Burnout Isn’t a Personal Failing - It’s a Systemic One (Part 2)
- Jodie Wilde
- Jun 18
- 4 min read
The System Isn’t Broken—It Was Built This Way
In Part 1 of this blog series: When the System Breaks You (and Then Blames You for It) I shared my experience of burn out whilst working for a values-driven organisation that claimed to centre inclusion.
I shared how asking for support led to gaslighting, isolation, and escalation —and what it ultimately cost.
Not because it’s unique—but because it’s disturbingly common for disabled, neurodivergent, and otherwise marginalised people
This post discusses why these experiences are not a sign the system is failing.
They’re a sign the system is doing exactly what it was built to do: protect power and maintain the status quo by:
Rewarding conformity to ableist expectations of productivity, communication, and independence
Rebranding silence as professionalism
Punishing those who speak out
When Inclusion Is Performative and Belonging Is Conditional

Many workplaces pride themselves on being “inclusive".
Until someone asserts their rights - or names a systemic problem everyone's been ignoring - and it becomes clear that inclusion and belonging are conditional.
We support you… as long as you don’t challenge the structure.
We value neurodivergence… as long as you don’t show the parts that make us uncomfortable.
We care about mental health… as long as you manage it quietly.
But when organisations say all the right things but do none of the work it’s not just hypocrisy—it feels like betrayal.
Because we believe you.
We believe the website copy. The mission statement. The “we value lived experience” tagline.
We bring our full selves - because we’re told we can - and then we blame ourselves when the truth emerges:
Don’t be too critical
Don’t make anyone too uncomfortable
Don’t disrupt power
But we need to stop treating exclusion as an individual anomaly and start recognising it as a key feature of the system.
Telling the truth still feels dangerous Because - for many people - it is.
But the only way to make real change happen is to name the problem. And keep naming it.

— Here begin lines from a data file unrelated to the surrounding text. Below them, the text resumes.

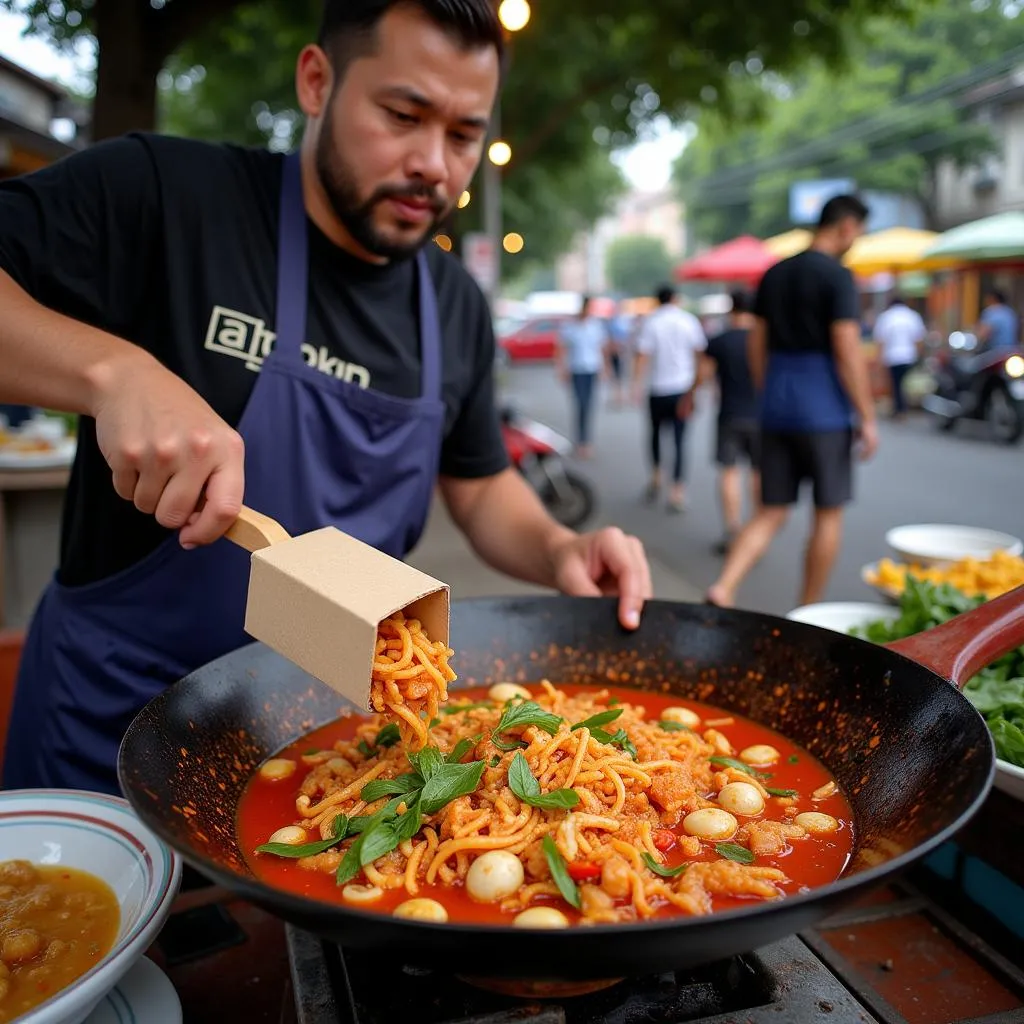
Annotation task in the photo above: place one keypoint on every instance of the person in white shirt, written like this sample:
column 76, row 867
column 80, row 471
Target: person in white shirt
column 667, row 359
column 899, row 330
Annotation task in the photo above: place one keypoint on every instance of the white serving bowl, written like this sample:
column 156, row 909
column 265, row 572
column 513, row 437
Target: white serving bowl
column 842, row 616
column 101, row 835
column 937, row 544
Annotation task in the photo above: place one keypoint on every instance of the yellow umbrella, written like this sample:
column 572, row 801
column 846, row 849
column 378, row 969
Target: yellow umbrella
column 787, row 244
column 893, row 251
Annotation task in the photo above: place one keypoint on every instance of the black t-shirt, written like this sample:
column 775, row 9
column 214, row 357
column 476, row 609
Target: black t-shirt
column 172, row 245
column 738, row 399
column 801, row 297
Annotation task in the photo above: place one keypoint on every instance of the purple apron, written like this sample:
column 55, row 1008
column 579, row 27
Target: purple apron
column 318, row 451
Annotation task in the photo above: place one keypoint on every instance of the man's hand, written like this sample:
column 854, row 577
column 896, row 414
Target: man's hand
column 606, row 561
column 168, row 450
column 867, row 439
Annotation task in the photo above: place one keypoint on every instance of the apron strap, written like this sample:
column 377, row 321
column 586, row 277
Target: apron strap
column 293, row 260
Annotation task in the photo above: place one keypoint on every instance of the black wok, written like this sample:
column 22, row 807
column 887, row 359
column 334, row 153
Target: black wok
column 912, row 756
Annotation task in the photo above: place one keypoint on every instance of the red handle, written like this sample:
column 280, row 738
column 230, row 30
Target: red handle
column 962, row 647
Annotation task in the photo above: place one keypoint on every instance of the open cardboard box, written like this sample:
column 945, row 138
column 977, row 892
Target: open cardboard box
column 317, row 599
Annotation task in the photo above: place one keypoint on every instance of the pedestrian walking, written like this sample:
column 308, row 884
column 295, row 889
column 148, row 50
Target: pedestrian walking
column 807, row 357
column 668, row 347
column 899, row 331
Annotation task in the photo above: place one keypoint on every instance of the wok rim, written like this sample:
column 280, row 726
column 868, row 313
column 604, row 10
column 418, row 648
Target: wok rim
column 295, row 907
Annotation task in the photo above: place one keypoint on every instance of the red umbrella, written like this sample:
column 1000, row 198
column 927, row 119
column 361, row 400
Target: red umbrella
column 743, row 259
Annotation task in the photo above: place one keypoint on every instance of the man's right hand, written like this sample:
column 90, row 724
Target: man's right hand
column 168, row 450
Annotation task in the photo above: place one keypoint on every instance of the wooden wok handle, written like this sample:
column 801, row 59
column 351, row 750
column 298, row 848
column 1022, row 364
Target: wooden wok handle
column 962, row 647
column 253, row 530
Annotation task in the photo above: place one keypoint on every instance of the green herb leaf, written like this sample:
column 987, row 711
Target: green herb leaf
column 526, row 787
column 463, row 748
column 378, row 787
column 449, row 783
column 559, row 872
column 308, row 849
column 666, row 872
column 596, row 721
column 733, row 852
column 738, row 765
column 528, row 713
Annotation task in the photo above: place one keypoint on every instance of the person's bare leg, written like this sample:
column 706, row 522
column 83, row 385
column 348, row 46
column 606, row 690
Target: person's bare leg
column 822, row 548
column 748, row 550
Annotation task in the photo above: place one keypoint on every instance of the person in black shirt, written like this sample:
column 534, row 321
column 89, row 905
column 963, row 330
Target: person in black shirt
column 806, row 358
column 738, row 431
column 233, row 324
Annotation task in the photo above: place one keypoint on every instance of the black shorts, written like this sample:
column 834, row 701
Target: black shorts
column 824, row 459
column 736, row 439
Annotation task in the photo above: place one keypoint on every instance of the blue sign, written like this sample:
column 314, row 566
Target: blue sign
column 807, row 198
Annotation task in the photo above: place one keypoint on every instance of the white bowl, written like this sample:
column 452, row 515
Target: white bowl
column 101, row 835
column 936, row 544
column 843, row 615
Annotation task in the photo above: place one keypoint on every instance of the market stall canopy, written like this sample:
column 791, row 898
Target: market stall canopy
column 999, row 237
column 743, row 260
column 788, row 243
column 893, row 250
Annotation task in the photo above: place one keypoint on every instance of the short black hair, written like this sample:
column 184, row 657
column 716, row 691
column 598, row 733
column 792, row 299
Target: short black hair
column 348, row 28
column 740, row 302
column 841, row 207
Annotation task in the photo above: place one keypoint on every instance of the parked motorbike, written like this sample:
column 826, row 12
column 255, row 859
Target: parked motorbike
column 973, row 385
column 540, row 454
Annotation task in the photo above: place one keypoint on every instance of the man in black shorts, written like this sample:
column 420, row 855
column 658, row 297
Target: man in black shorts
column 738, row 429
column 806, row 357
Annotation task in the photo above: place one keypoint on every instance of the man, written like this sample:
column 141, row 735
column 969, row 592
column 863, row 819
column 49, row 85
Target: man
column 237, row 324
column 899, row 330
column 668, row 345
column 738, row 430
column 806, row 356
column 999, row 327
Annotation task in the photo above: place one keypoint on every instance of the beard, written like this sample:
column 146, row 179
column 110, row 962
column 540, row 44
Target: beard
column 356, row 214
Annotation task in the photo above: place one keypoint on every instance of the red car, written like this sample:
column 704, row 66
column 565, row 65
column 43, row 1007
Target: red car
column 536, row 339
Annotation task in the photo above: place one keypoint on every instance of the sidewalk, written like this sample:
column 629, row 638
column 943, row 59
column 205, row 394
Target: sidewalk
column 444, row 554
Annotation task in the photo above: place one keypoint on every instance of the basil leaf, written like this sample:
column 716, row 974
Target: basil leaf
column 595, row 721
column 459, row 709
column 666, row 872
column 378, row 787
column 308, row 849
column 451, row 782
column 733, row 852
column 673, row 726
column 463, row 748
column 526, row 787
column 528, row 713
column 559, row 872
column 427, row 762
column 738, row 765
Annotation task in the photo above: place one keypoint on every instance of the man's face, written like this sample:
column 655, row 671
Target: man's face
column 403, row 132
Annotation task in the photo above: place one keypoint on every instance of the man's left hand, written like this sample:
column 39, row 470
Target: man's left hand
column 606, row 561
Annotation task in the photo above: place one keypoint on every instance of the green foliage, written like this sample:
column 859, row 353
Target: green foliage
column 636, row 264
column 888, row 120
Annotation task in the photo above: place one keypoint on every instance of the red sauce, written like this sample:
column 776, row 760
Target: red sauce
column 819, row 859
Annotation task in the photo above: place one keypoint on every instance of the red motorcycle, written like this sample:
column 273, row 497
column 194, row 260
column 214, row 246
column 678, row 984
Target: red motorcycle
column 540, row 454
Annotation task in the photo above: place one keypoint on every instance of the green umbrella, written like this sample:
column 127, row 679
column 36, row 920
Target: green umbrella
column 1000, row 237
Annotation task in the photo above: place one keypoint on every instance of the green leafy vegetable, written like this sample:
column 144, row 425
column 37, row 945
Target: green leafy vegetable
column 666, row 872
column 733, row 852
column 340, row 827
column 526, row 787
column 596, row 721
column 559, row 872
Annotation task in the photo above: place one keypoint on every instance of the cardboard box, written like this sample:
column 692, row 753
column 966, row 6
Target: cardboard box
column 317, row 599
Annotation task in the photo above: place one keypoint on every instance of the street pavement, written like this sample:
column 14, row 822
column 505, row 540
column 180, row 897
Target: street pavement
column 919, row 475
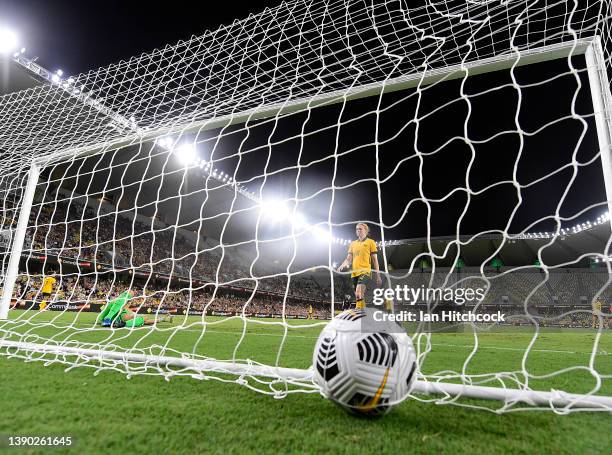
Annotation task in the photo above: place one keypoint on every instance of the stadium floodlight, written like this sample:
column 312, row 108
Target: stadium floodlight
column 8, row 41
column 186, row 154
column 299, row 220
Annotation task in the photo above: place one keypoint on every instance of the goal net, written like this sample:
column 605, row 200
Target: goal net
column 215, row 185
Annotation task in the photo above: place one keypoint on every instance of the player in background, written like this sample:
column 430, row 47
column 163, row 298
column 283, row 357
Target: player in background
column 116, row 313
column 597, row 305
column 362, row 256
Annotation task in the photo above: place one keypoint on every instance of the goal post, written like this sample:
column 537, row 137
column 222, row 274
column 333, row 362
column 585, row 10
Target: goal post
column 600, row 93
column 18, row 239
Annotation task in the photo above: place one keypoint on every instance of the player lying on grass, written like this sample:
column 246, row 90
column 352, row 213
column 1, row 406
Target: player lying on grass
column 116, row 313
column 362, row 254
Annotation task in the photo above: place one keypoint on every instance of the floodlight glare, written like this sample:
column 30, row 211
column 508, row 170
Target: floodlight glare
column 186, row 154
column 8, row 41
column 299, row 220
column 275, row 210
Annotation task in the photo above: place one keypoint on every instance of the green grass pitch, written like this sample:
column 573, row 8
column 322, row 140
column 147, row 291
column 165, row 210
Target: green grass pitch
column 185, row 415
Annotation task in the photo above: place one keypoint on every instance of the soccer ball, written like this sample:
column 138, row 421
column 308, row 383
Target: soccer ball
column 363, row 365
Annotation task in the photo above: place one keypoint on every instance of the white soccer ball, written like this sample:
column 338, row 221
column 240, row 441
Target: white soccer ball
column 363, row 365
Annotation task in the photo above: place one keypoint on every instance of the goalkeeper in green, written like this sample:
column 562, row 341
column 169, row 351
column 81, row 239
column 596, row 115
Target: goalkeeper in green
column 117, row 314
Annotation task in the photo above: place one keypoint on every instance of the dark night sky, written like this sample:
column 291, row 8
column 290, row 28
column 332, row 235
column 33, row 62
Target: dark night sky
column 78, row 37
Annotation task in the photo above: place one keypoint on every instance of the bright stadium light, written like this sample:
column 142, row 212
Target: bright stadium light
column 186, row 154
column 8, row 41
column 299, row 220
column 275, row 210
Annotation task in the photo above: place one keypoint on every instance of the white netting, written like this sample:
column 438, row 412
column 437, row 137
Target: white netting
column 216, row 179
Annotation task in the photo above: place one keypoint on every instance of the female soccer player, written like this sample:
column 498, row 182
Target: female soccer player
column 362, row 256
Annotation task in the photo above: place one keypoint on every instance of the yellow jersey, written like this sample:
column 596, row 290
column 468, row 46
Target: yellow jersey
column 48, row 285
column 362, row 256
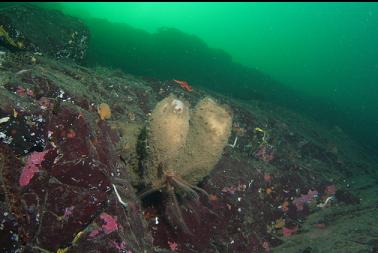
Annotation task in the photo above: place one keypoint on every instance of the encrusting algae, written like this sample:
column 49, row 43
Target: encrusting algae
column 104, row 111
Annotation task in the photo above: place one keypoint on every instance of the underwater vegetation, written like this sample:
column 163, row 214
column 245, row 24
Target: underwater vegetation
column 94, row 159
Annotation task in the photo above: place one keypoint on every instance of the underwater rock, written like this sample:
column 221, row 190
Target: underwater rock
column 27, row 27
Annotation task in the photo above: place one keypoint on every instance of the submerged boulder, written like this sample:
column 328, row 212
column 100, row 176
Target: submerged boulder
column 27, row 27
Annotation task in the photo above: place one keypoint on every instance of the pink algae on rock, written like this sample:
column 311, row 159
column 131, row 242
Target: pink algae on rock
column 31, row 167
column 110, row 223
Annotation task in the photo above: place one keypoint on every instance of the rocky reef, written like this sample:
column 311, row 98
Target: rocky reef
column 76, row 146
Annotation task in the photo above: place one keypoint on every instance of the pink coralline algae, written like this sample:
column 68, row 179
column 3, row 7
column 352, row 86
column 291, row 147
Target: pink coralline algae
column 110, row 223
column 173, row 245
column 120, row 246
column 264, row 154
column 31, row 167
column 300, row 201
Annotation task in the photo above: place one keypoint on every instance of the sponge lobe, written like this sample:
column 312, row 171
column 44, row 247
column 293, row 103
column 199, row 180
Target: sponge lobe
column 168, row 130
column 209, row 131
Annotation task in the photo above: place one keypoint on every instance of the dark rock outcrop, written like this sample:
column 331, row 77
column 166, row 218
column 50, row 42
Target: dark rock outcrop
column 27, row 27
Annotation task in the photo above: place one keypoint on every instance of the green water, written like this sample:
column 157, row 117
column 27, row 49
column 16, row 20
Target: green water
column 319, row 58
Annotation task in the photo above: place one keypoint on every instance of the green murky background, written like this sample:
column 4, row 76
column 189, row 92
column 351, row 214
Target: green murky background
column 324, row 55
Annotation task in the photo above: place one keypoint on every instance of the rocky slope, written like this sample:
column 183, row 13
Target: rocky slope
column 71, row 170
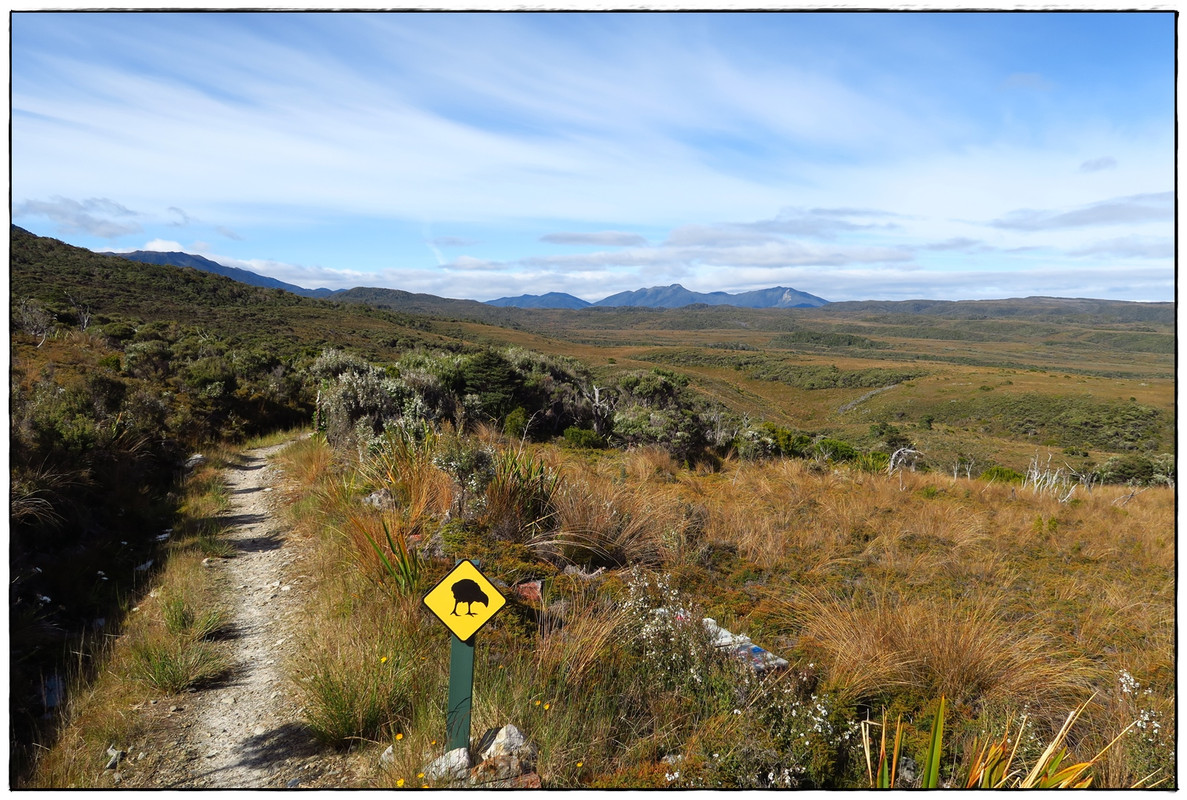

The Cost of Being 'Reasonable'
One of the most insidious dynamics for disabled and neurodivergent employees is the demand to be “reasonable.”
We’re told:
Don’t take things personally
Don't escalate things too quickly
Don't be too sensitive, too direct, or too much
We’re taught to self-sanitize under the guise of “professionalism,” while our peers are free to have bad days or snap under pressure.
And when - after months (or years) of quietly coping - we burnout, it’s framed as a personal failing.
Our responses to ableist expectations are pathologised — and exclusion becomes invisible.
Epistemic Injustice: When Marginalised People Aren’t Believed, Heard, or Invited to the Table Because of Who They Are.
Miranda Fricker's epistemic injustice highlights the harm done(to individuals and communities) lived experience knowledge from non-dominant groups is dismissed, minimised, when or shut out.
It shows up in three main ways:
1. Testimonial Injustice - Not Being Believed
This happens when our accounts are dismissed or downplayed because of stereotypes, biases and assumptions
In the workplace, it looks like:
A neurodivergent person saying they’re not coping — and being told they’re overreacting
A disabled staff member identifying structural harm — and being labelled “negative”
Someone sharing lived experience — and being dismissed as “too close to the issue”
Your insight is treated as less credible — not because of what you said, but because it was you who said it.
2. Hermeneutical Injustice - Not Having the Language to Explain the Harm
This is the injustice that happens before you even speak - because the language to describe your experience doesn’t exist or isn’t recognised within the systems you work and live.
It’s what happens when:
A trauma response is labelled an overreaction because there’s no shared framework for how systemic harm shows up for marginalised people.
You’re told you're “too intense” or “unprofessional” when you’re experiencing sensory overload
You internalise shame for “not coping,” because no one has told you that executive dysfunction isn't a character flaw
Hermeneutical injustice isolates you and leaves you doubting your own experience. This is why lived experience stories matter.
They create shared meaning by giving voice to what others are still trying to name. They make the invisible visible - and help people see they're not alone.

3. Participatory Injustice - Not Being Invited to the Table
Even when we know what’s happening, and have the language to explain it, we're often still excluded from the spaces where decisions are made.
When our insights and expertise are denied access to power it is participatory injustice.
It looks like:
Being consulted after decisions are already made
Being brought in for “lived experience” panels with no actual authority
Watching others speak about inclusion while those most affected are left out of the conversation.
Assumptions about our capacity are often used to justify our exclusion. And even when we are invited, the invitation is often conditional.
What Happens When We Really Listen?
Epistemic injustice shows up when people say things like:
"We don’t need more stories—we need solutions,”
When what they really mean is:
“I’m not ready to hear the truth because it makes me uncomfortable.”
But that's the point.
Stories of lived-experience should make you uncomfortable. Because that discomfort means you’re paying attention.
So instead of turning away, sit with it.
Listen to what it’s telling you—about your workplace, your team, and your role in the system.
Because only once we name the injustice can we begin to imagine what real solutions look like.